Op de tweede dag van de Toetsingsconferentie organiseerde Nederland een High Level Panel over de mogelijkheden voor ontwapening met Senator Nunn en Russisch Academielid Arbatov. Belangrijke boodschap was de huidige vertrouwenscrisis tussen Rusland en het Westen niet te laten escaleren. Er werden concrete voorstellen gedaan, zoals bijvoorbeeld het herstel van contacten op alle niveaus, ook militaire. Ander voorbeeld was het drastisch verlengen van de reactietijd voor lancering van kernwapens. Arbatov stelde een stappenplan voor om de «slaapwandelaars» in de richting van een grote crisis een halt toe te roepen. Dit debat werd goed bezocht, evenals ons het door Nederland georganiseerde academische event waar jonge wetenschappers een platform werd geboden om hun ideeën te delen. Beide bijeenkomsten zetten een positieve toon.

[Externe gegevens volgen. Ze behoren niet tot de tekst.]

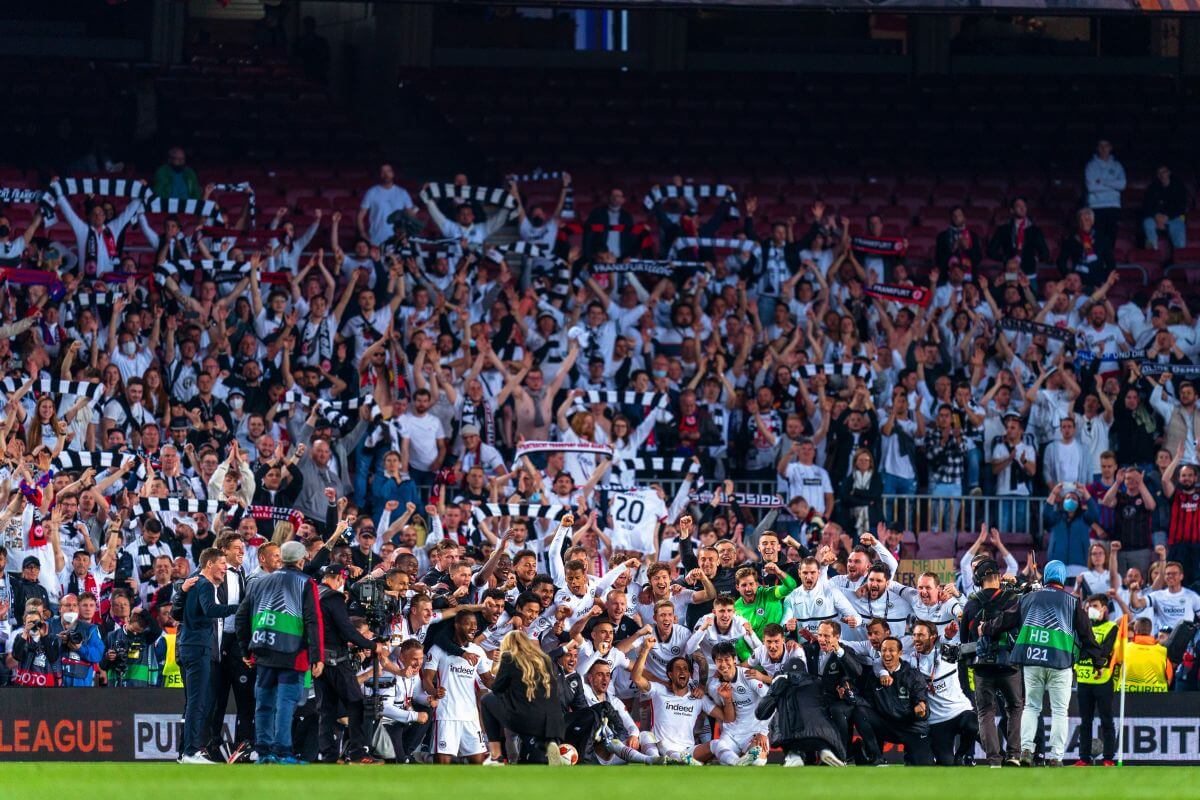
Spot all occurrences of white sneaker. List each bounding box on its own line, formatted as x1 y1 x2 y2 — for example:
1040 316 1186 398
820 750 846 766
737 745 762 766
179 753 216 764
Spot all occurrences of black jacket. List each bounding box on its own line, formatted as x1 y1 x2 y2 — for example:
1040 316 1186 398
870 661 929 730
800 642 866 703
755 658 846 759
492 654 565 741
988 219 1050 275
959 588 1020 675
319 584 374 658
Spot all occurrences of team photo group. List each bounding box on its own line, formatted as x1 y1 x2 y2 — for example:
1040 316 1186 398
0 130 1200 768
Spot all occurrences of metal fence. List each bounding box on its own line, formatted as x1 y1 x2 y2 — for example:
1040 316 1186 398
647 477 1045 541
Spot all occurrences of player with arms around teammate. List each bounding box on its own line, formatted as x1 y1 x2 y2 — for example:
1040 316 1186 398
708 642 770 766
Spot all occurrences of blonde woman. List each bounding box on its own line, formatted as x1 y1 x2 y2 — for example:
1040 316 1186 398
482 631 566 765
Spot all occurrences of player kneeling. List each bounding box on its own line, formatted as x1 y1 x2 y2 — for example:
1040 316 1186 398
708 642 769 766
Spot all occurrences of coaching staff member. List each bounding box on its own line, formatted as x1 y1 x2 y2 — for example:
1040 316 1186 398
175 547 238 764
314 564 389 764
236 542 325 764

Ook tijdens de onderhandelingen heeft Nederland zich als bruggenbouwer opgesteld en bij verschillende gelegenheden en in verschillende samenstellingen partijen bij elkaar gebracht. NPDI en de Vienna Group of 10 (VG10) waren nuttige coördinatiemechanismen en dienden als versterker van de Nederlandse positie. Veel door NPDI en VG10 opgestelde formuleringen zijn overgenomen in het concept-slotdocument. NPDI heeft vooral ingezet op specifiekere rapportageverplichtingen voor kernwapenstaten. Dit is door de kernwapenstaten geaccepteerd. Via deze rapportage wordt bijgedragen aan meer transparantie over ontwapening. Dankzij zijn actieve opstelling werd Nederland in de laatste week uitgenodigd deel te nemen aan de tekstonderhandelingen in een kleinere groep van ongeveer twintig landen.

Vervolgstappen

Bij gebrek aan een nieuw slotdocument blijft het Actieplan van 2010 ons kompas. Het concept-slotdocument is weliswaar niet aangenomen, maar bevat op onderdelen nuttige compromissen waarop kan worden voortgeborduurd.

Nederland zal de bestaande inzet op ontwapening blijven voortzetten en zal ook de rol van bruggenbouwer blijven spelen. Door de gegroeide verdeeldheid in de internationale gemeenschap is dit moeilijker geworden, maar des te noodzakelijker. Het kabinet zal zich blijven inzetten om betekenisvolle stappen te zetten die kunnen resulteren in bouwstenen voor ontwapening. Voorbeelden hiervan zijn actieve steun aan het Amerikaanse initiatief voor ontwapeningsverificatie en continuering van de NPDI-dialoog met de kernwapenstaten over rapportages.